After about an hour’s investigation, apparently some devices did not like the inform URL to be http://unifi:8080/inform. I specifically picked the hostname instead of the IP address because it was changing from my NAS server to the UDM Pro. Unfortunately for some unknown reason, only a single Unifi access point UAP-AC-Pro made the jump and was successfully adopted by the UDM Pro. All the other devices went into a state of a repeated adoption loop. Even rebooting the devices did not help.
To remedy the situation, I had to ssh into each of the remaining devices and manually performed the following command (twice):
set-inform http://192.168.168.1:8080/inform
I am uncertain why I had to do it twice, but the first time did not work with the Network application. Once all the devices were adopted, I then proceed to configure the Override Inform Host settings on the UDM Pro. See below:
Note that the above settings were only in the New UI and missing form the Class UI
I had to set the above and not the default, because the will ubnt did not work, perhaps this had something to do with my Pi-hole configuration. Also, although by this point all the devices were connected, there were two remaining access points complaining about a STUN issue. When I check their respective logs, the STUN URL was incorrect because it retained the old unifi hostname.
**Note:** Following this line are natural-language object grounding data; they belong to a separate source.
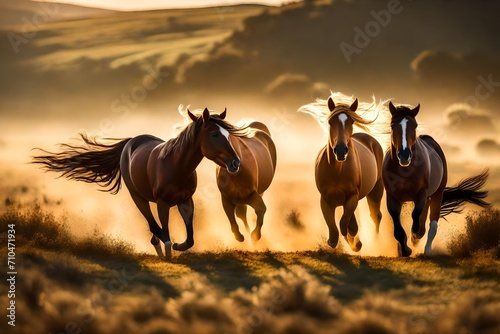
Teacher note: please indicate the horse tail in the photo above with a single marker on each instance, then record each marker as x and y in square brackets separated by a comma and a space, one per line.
[467, 190]
[94, 162]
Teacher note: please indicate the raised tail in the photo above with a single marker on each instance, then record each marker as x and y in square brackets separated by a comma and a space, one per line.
[467, 191]
[92, 163]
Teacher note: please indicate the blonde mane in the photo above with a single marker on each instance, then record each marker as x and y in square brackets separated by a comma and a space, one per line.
[376, 124]
[187, 131]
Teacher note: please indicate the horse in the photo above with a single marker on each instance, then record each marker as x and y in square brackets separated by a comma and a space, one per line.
[153, 170]
[348, 168]
[257, 154]
[415, 170]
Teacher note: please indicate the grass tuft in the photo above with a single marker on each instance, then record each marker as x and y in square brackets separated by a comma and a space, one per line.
[482, 233]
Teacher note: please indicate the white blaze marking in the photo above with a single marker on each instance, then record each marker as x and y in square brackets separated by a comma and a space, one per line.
[224, 132]
[343, 118]
[403, 127]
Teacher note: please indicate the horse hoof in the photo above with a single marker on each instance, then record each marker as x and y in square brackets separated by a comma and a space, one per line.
[168, 249]
[183, 246]
[255, 236]
[428, 251]
[357, 247]
[415, 239]
[331, 243]
[407, 252]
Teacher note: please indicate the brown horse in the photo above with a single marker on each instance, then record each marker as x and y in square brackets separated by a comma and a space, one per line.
[257, 154]
[415, 170]
[153, 170]
[348, 168]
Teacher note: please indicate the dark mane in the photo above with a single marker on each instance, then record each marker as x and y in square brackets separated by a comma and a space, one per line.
[188, 134]
[238, 131]
[401, 111]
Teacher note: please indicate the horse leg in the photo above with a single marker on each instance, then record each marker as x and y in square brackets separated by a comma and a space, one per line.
[394, 208]
[229, 208]
[435, 208]
[241, 213]
[329, 215]
[349, 207]
[420, 203]
[186, 209]
[145, 209]
[352, 235]
[260, 208]
[374, 198]
[423, 218]
[164, 213]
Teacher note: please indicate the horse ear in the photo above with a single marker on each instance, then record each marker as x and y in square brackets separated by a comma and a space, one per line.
[223, 114]
[414, 111]
[192, 116]
[354, 105]
[331, 104]
[206, 115]
[392, 108]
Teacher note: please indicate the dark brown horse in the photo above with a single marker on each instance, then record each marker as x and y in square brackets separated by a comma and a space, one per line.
[257, 154]
[348, 168]
[153, 170]
[415, 170]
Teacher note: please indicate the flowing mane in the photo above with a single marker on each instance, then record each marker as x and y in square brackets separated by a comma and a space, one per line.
[320, 111]
[188, 129]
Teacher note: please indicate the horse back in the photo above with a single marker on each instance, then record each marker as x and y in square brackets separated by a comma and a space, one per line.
[437, 164]
[370, 157]
[134, 164]
[258, 165]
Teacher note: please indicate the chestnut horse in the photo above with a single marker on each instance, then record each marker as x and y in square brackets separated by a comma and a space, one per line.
[257, 154]
[153, 170]
[415, 170]
[349, 167]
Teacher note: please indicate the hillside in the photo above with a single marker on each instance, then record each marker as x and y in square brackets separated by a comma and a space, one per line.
[99, 284]
[19, 12]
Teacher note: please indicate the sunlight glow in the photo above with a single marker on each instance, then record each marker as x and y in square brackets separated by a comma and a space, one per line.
[131, 5]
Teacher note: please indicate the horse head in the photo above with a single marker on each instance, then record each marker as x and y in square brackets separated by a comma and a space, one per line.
[341, 128]
[404, 132]
[215, 142]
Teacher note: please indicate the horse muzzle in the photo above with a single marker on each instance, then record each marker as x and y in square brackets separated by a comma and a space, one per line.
[404, 157]
[233, 166]
[340, 152]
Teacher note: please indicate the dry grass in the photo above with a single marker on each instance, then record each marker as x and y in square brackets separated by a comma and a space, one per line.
[100, 285]
[482, 233]
[41, 230]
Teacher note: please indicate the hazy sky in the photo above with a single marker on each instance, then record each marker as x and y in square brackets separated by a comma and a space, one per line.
[154, 4]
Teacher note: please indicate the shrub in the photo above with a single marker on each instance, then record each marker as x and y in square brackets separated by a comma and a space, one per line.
[482, 232]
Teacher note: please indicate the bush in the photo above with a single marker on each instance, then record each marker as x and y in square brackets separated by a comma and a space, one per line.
[482, 232]
[40, 229]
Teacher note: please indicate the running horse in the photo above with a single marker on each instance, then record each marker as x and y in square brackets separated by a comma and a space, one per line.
[415, 170]
[153, 170]
[257, 153]
[349, 167]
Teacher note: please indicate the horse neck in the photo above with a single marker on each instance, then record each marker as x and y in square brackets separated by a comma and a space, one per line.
[189, 156]
[192, 156]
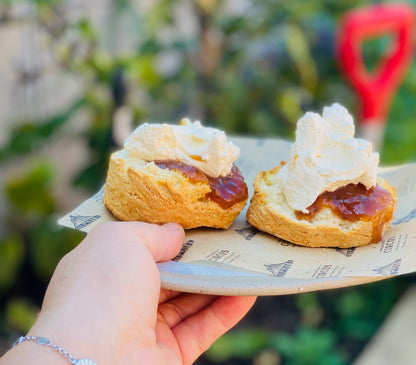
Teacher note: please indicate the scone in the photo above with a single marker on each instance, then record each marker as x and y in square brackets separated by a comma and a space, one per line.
[328, 194]
[176, 173]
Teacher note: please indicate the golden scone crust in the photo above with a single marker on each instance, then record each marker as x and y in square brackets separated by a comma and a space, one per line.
[150, 194]
[269, 212]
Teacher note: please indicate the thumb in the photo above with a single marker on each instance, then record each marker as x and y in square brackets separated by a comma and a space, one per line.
[163, 242]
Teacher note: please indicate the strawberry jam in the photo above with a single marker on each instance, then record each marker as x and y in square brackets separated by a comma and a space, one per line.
[354, 202]
[225, 190]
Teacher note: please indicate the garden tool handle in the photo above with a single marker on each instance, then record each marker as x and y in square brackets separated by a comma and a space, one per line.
[376, 89]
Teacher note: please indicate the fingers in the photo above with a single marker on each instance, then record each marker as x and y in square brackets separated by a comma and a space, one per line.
[198, 331]
[182, 305]
[163, 242]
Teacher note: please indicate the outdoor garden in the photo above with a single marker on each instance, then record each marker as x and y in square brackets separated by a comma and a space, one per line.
[248, 67]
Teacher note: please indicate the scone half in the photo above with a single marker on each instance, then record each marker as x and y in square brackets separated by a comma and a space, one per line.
[145, 192]
[269, 212]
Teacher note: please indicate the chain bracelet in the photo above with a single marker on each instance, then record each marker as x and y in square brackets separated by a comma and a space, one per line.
[43, 341]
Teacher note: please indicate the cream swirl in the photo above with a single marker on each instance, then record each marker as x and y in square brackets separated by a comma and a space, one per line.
[326, 156]
[190, 143]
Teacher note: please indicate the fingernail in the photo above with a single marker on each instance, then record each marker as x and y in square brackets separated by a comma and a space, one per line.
[173, 227]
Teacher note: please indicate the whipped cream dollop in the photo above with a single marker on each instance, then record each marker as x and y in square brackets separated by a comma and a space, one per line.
[326, 156]
[190, 143]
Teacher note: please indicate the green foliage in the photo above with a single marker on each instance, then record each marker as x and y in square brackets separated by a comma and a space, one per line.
[308, 346]
[31, 192]
[20, 314]
[253, 72]
[12, 252]
[48, 244]
[238, 344]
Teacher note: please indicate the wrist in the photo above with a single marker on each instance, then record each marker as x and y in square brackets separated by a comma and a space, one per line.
[33, 354]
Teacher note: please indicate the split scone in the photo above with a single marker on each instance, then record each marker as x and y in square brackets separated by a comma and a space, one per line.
[176, 173]
[328, 194]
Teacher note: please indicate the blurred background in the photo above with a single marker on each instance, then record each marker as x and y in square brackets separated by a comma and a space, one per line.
[77, 75]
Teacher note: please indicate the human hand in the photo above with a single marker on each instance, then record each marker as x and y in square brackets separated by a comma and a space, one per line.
[104, 301]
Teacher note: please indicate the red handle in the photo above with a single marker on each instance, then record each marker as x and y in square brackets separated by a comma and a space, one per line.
[376, 89]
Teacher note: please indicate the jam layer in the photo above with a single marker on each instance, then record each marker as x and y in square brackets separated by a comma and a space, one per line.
[225, 190]
[354, 202]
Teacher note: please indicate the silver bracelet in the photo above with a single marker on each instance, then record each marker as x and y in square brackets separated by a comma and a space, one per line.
[45, 342]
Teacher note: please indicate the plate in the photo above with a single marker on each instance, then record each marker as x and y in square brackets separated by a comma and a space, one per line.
[244, 261]
[205, 280]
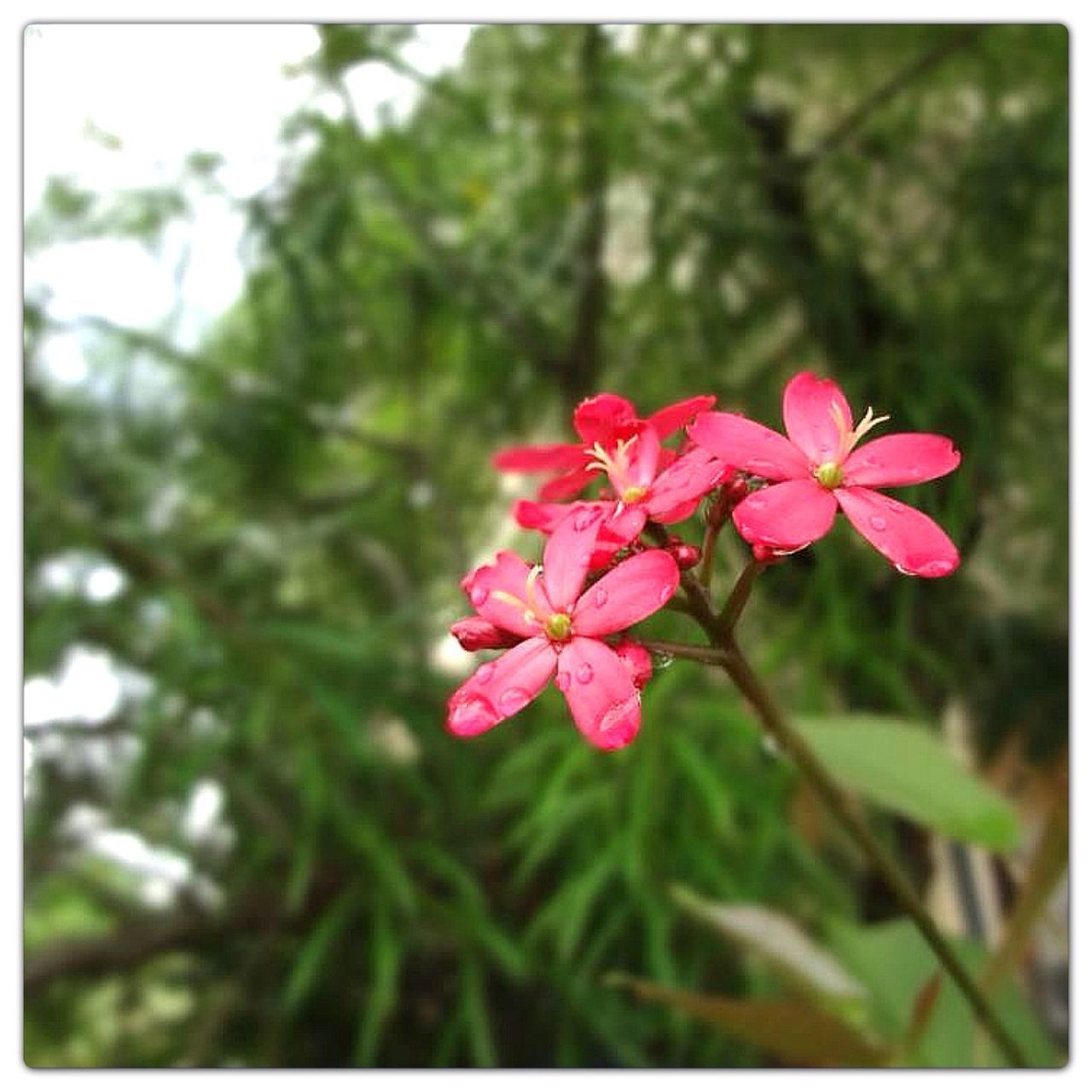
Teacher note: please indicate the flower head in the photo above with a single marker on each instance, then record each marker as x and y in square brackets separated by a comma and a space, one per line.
[560, 629]
[603, 423]
[819, 468]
It was at this point, I decided to let the Network controller to push out an IP address based inform URL for all the devices.
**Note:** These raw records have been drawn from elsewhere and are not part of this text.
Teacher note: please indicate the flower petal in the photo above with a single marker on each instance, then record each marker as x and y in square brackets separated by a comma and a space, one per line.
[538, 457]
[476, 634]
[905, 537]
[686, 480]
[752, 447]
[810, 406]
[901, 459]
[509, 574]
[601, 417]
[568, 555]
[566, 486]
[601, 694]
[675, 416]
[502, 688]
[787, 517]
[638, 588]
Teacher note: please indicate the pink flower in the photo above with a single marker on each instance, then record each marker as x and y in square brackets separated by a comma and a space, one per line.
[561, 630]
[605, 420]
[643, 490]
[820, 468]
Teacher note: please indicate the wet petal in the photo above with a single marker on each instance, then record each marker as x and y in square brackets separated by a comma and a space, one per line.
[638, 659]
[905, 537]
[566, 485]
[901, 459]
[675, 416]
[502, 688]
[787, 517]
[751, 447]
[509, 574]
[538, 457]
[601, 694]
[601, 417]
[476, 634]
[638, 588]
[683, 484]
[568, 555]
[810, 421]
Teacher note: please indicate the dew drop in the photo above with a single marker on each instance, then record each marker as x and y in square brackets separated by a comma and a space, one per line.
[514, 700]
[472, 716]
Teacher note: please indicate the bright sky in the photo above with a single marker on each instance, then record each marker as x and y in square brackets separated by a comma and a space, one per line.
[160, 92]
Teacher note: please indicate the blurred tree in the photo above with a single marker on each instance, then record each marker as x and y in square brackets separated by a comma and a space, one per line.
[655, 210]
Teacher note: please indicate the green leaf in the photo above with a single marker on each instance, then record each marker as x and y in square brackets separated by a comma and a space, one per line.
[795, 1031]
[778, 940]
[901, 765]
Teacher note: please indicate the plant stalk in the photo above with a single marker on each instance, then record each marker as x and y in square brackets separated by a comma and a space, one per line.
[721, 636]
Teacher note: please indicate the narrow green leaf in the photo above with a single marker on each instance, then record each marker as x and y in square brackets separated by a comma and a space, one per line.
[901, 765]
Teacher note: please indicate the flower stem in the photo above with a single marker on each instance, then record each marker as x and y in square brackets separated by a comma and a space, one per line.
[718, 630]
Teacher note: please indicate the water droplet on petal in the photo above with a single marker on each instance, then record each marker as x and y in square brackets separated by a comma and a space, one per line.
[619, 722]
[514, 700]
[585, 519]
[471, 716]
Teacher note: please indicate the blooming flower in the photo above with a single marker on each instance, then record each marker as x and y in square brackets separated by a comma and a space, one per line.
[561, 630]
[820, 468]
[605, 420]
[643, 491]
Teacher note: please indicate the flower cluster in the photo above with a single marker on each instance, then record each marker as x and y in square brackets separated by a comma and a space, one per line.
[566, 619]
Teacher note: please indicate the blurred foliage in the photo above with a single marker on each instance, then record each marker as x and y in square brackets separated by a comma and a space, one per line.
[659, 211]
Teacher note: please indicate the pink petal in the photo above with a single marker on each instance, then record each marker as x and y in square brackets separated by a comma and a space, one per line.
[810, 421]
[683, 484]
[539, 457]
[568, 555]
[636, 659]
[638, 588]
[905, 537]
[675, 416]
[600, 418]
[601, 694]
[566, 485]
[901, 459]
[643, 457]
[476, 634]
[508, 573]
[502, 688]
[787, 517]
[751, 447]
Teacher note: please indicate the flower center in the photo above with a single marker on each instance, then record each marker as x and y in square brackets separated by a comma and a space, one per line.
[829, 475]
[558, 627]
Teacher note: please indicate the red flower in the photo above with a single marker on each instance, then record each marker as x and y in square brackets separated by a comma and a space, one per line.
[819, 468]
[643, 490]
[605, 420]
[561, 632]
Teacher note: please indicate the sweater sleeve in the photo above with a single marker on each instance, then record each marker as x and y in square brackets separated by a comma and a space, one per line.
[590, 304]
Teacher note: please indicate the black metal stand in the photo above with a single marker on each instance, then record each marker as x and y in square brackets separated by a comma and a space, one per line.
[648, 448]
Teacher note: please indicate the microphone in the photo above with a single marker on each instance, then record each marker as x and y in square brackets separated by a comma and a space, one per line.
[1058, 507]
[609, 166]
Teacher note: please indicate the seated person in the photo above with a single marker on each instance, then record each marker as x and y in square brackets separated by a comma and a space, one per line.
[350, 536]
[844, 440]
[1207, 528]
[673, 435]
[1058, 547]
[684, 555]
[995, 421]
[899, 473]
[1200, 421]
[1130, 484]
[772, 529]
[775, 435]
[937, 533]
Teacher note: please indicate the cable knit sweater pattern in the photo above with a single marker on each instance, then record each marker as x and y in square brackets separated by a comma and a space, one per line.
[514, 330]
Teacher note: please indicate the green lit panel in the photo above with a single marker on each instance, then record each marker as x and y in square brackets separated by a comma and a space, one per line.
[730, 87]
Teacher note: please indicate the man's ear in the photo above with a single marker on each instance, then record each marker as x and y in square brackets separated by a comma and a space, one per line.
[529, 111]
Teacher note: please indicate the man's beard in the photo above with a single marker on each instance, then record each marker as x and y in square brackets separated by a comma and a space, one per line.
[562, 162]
I perform another reboot of the UDM Pro just to make sure we have transition stability over a power outage, and everything seems to be running smoothly now.
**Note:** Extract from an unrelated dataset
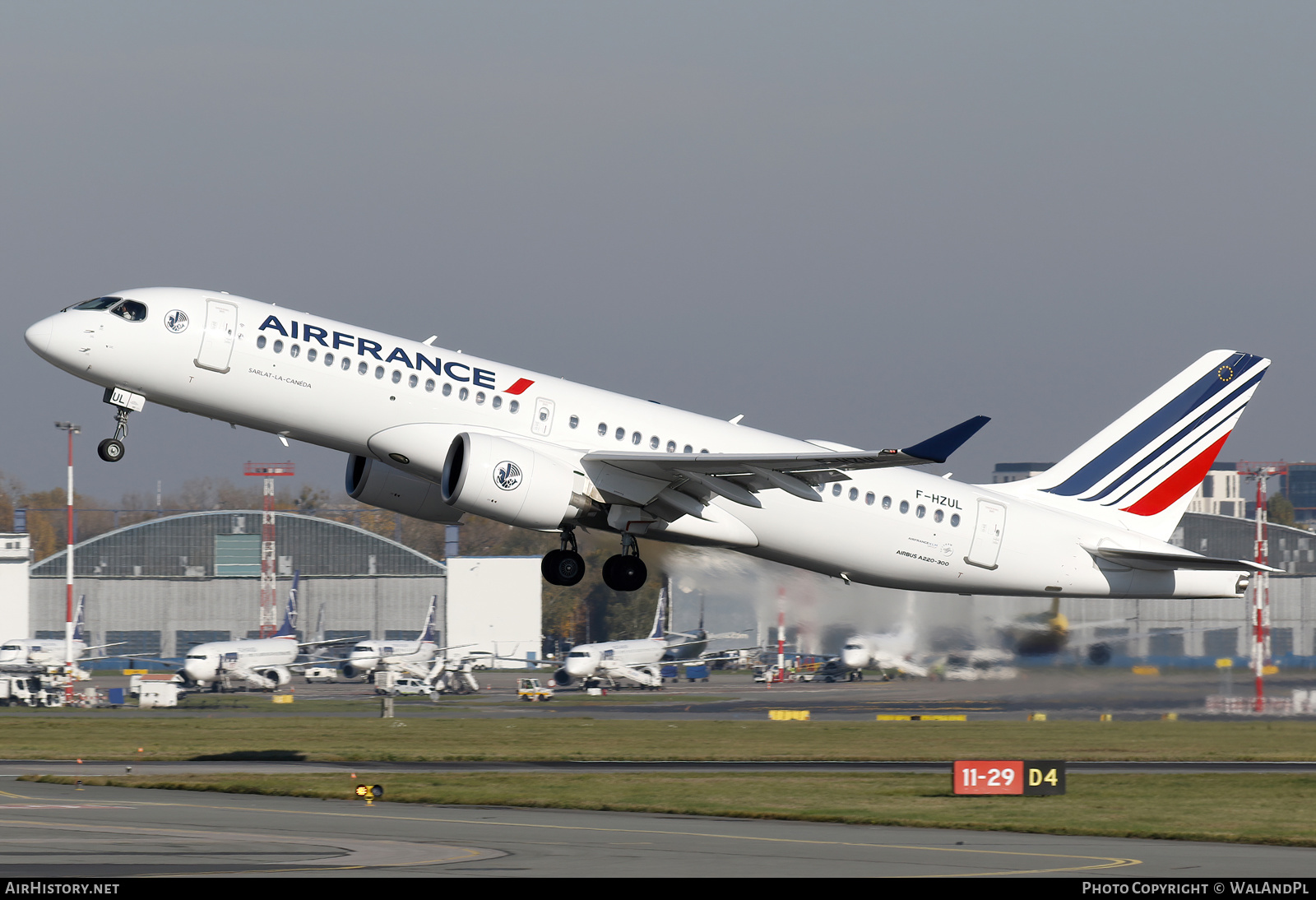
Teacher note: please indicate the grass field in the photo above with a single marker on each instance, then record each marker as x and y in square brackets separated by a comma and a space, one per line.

The restore of my Unifi Video configuration with the new Unifi Protect application on the UDM Pro was way more smoother. I dear say flawless. However, there was a minor hiccup. I run Homebridge at home to connect my Unifi Protect G3 Flex cameras to my HomeKit environment. This relied on an RSTP stream that was previously supported by Unifi Video. However the new Protect application used RSTPS, which is an encrypted version of the stream. Long story short, I had to switch from the Camera FFmpeg to the Unifi Protect plugin. Not a big deal, but I was super glad that the Unifi Protect plugin existed for Homebridge.
Now our inside security footages are recorded (up to a month), and motion detection is a lot faster. The application to find and view the videos are now more convenient. On top of that, live previews are also available within my Home App on my iPhone, iPad, as well as the Apple TV.
A gallery view from my 4K TV using Apple TV and HomeKit
The outdoor footages are still using Kuna, but I plan to perform a future upgrade using Unifi G4 Bullet cameras for the outside as well.
The last configuration I did was finally turned on Unifi’s Threat Management. I set it to level 4 to begin with and we may adjust it in the future.
click to enlarge
Last and certainly not the least, my NAS server is now more of a NAS and less of a networking controller, since all networking related monitoring and control is now being performed by a dedicated UDM Pro device. The UDM Pro can also handle the threat management at my full ISP 1Gbps download speed.
I will continue to post my upgrades here. If anything else, keep my future self informed.